Cette petite commission avait ainsi été officiellement laissée aux Patriotes dans l’accord global entre les groupes politiques. En coulisses, les groupes centraux se sont entendus pour faire barrage. Ils ont élu leur présidente Verte, la nouvelle eurodéputée Nela Riehl. Pourtant, quelques votes de ce bloc sont allés à la candidate des Patriotes, Malika Sorel. De quoi jeter un premier doute avant la toute première discussion de fond.
« On sera testés en permanence pendant cinq ans », estime Emma Rafowicz (S&D), vice-présidente de la commission Culture, qui a dénoncé les discours de l’extrême droite en commissions, notamment lors de l’audition de Glenn Micallef.
« Pour nous, la culture est une excellente plateforme de communication. Ce mandat sera l’occasion de le développer, par des propositions sur tous les domaines culturels : les médias, la création (dont l’audiovisuel) et, de l’autre côté, la conservation et le patrimoine », explique une source PfE.
Les auditions des nouveaux commissaires européens ont, par ailleurs, fourni quelques indices de la tonalité du mandat qui débute.
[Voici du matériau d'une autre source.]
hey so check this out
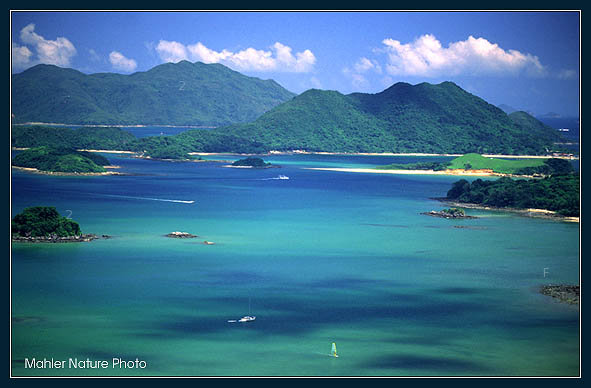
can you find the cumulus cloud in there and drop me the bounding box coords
[381,34,546,77]
[18,23,77,67]
[155,40,189,63]
[353,57,382,74]
[12,41,33,69]
[343,57,383,90]
[109,51,137,72]
[155,40,315,72]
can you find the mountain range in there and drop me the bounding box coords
[11,61,295,126]
[163,81,567,155]
[12,62,568,156]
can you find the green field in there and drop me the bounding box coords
[445,153,547,174]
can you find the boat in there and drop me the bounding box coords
[228,297,256,323]
[331,342,339,358]
[277,175,289,180]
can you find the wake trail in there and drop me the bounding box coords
[97,193,195,204]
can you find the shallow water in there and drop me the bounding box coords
[11,155,579,376]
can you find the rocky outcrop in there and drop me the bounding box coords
[12,234,98,243]
[421,209,478,219]
[540,285,579,305]
[165,231,198,238]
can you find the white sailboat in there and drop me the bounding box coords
[228,297,256,323]
[239,297,256,322]
[331,342,339,358]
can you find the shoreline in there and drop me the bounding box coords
[12,122,217,129]
[436,199,579,223]
[13,148,577,161]
[192,151,578,160]
[303,167,501,176]
[12,234,99,243]
[11,166,126,176]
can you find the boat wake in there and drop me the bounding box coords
[99,194,195,204]
[259,175,290,180]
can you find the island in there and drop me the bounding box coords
[421,208,478,219]
[230,157,276,168]
[12,206,97,243]
[11,146,118,175]
[443,174,579,220]
[540,285,579,305]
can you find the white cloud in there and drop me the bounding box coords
[19,23,76,67]
[155,40,315,73]
[381,34,546,77]
[557,69,577,80]
[155,40,189,63]
[343,57,383,90]
[109,51,137,72]
[353,57,381,74]
[12,41,33,69]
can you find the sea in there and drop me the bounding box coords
[11,154,580,377]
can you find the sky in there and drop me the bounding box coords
[11,11,580,117]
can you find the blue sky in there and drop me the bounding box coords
[11,11,580,116]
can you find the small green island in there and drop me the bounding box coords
[12,206,97,242]
[12,146,114,175]
[231,157,275,168]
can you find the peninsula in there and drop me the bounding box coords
[12,146,115,175]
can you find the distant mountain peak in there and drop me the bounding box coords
[12,62,296,126]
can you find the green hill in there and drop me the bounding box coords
[12,125,137,150]
[446,174,579,216]
[377,153,574,176]
[173,81,567,155]
[12,81,569,157]
[446,153,546,174]
[12,206,82,238]
[12,146,109,173]
[11,61,295,126]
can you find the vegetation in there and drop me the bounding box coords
[446,174,579,216]
[441,208,466,217]
[514,158,574,176]
[12,62,295,126]
[12,146,109,173]
[12,81,570,157]
[196,82,566,155]
[376,154,573,176]
[12,125,137,150]
[232,157,271,167]
[12,206,81,237]
[445,153,546,174]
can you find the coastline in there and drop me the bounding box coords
[14,148,577,161]
[192,151,578,160]
[303,167,500,176]
[11,166,125,176]
[12,122,217,129]
[436,199,579,223]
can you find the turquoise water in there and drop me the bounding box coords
[11,155,579,376]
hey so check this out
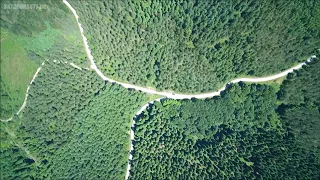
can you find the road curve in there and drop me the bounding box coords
[62,0,315,100]
[125,98,163,180]
[61,1,318,179]
[0,1,315,178]
[123,58,315,178]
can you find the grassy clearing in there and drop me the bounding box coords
[0,0,89,119]
[0,29,38,119]
[146,94,164,101]
[254,76,286,92]
[243,76,286,92]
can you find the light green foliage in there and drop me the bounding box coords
[1,0,319,179]
[69,0,320,93]
[239,157,254,167]
[1,61,104,179]
[0,61,149,179]
[130,83,320,179]
[0,0,87,66]
[17,22,60,57]
[0,29,38,119]
[49,83,148,179]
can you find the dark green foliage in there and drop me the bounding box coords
[1,1,319,178]
[279,105,320,153]
[17,61,104,165]
[48,83,148,179]
[278,58,320,106]
[0,78,14,118]
[0,61,104,178]
[278,55,320,152]
[176,83,280,139]
[0,61,149,179]
[69,0,320,93]
[130,84,320,179]
[0,122,38,180]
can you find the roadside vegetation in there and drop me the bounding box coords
[277,54,320,152]
[69,0,319,93]
[130,55,320,179]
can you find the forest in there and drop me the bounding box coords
[277,54,320,153]
[1,0,319,179]
[0,61,151,179]
[130,55,320,179]
[69,0,320,93]
[0,0,88,119]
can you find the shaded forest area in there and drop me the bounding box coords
[0,61,150,179]
[277,54,320,152]
[70,0,320,93]
[130,56,320,179]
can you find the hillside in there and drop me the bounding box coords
[69,0,320,93]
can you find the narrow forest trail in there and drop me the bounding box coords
[0,63,43,122]
[0,60,82,122]
[4,126,40,165]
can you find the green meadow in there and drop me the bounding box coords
[0,29,38,119]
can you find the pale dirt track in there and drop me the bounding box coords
[0,0,313,179]
[67,1,318,179]
[62,0,315,100]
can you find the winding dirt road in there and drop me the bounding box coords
[61,1,317,179]
[0,2,316,179]
[62,0,315,100]
[1,0,315,179]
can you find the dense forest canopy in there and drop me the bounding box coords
[0,61,150,179]
[131,81,320,179]
[70,0,320,93]
[278,54,320,152]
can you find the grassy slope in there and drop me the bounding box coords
[0,29,38,119]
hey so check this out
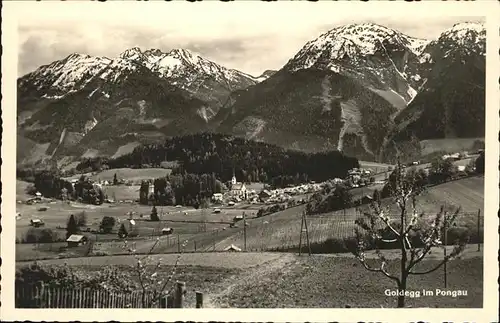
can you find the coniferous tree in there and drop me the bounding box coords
[150,206,159,221]
[113,173,118,186]
[66,214,78,239]
[118,223,128,238]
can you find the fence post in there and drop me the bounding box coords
[177,234,181,253]
[194,241,197,252]
[443,212,448,288]
[166,294,174,308]
[160,295,168,308]
[477,209,481,252]
[174,281,186,308]
[195,291,204,308]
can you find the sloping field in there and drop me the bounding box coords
[359,160,393,173]
[213,176,484,252]
[16,252,285,269]
[420,137,483,156]
[420,176,484,214]
[210,254,482,308]
[16,180,33,202]
[64,168,172,183]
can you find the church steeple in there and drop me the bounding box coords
[231,168,237,185]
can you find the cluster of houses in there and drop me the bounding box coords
[25,192,52,205]
[212,174,325,205]
[345,168,374,188]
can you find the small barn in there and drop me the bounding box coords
[161,227,173,235]
[224,244,242,252]
[259,190,272,199]
[30,219,44,227]
[66,234,88,248]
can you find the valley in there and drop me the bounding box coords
[13,19,487,310]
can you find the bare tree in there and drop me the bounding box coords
[352,162,466,308]
[121,237,189,308]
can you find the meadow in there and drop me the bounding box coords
[213,176,484,252]
[63,167,173,183]
[15,167,484,262]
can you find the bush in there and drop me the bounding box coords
[24,228,59,243]
[100,216,116,233]
[75,211,88,227]
[25,184,38,195]
[118,223,128,238]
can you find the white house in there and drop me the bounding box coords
[212,193,223,202]
[230,174,247,198]
[224,244,242,252]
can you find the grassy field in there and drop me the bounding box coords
[16,180,34,202]
[212,176,484,252]
[16,162,484,262]
[15,178,263,261]
[420,138,483,156]
[16,252,285,268]
[63,168,173,183]
[18,252,481,308]
[358,161,393,173]
[210,254,483,308]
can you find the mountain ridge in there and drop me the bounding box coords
[17,21,486,168]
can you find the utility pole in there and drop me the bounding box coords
[443,211,448,288]
[477,208,481,252]
[243,211,247,252]
[298,210,311,256]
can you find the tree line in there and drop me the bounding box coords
[25,171,105,205]
[306,153,484,215]
[139,172,224,207]
[76,133,359,187]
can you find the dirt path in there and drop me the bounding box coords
[204,253,297,308]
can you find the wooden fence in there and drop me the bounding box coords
[16,281,204,308]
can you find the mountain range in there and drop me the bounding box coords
[17,22,485,168]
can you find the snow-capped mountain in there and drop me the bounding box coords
[17,51,216,167]
[255,70,277,82]
[284,23,431,106]
[215,22,485,162]
[384,22,486,161]
[17,22,486,167]
[116,47,260,111]
[19,48,261,112]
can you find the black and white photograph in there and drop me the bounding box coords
[1,1,499,322]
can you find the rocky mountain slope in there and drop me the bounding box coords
[17,49,262,167]
[214,22,485,161]
[17,22,485,168]
[383,22,486,162]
Si le nouveau commissaire à la Culture, Glenn Micallef, a esquivé les questions des eurodéputés d’extrême droite, Michael McGrath, chargé de la défense de la démocratie, s’est opposé frontalement à certains discours, en particulier concernant la « censure » des conservateurs par les réseaux sociaux, et a défendu la primauté du droit européen sur le droit national.
Serrés comme des coordinateurs
L’autre grand changement, presque invisible, est la participation quasi systématique de ces groupes d’extrême droite aux réunions des coordinateurs en commissions Culture, Marché intérieur et Affaires juridiques, selon nos informations. La bascule est nette dans ces trois commissions, selon les autres groupes, plus habitués aux chaises vides ces cinq dernières années.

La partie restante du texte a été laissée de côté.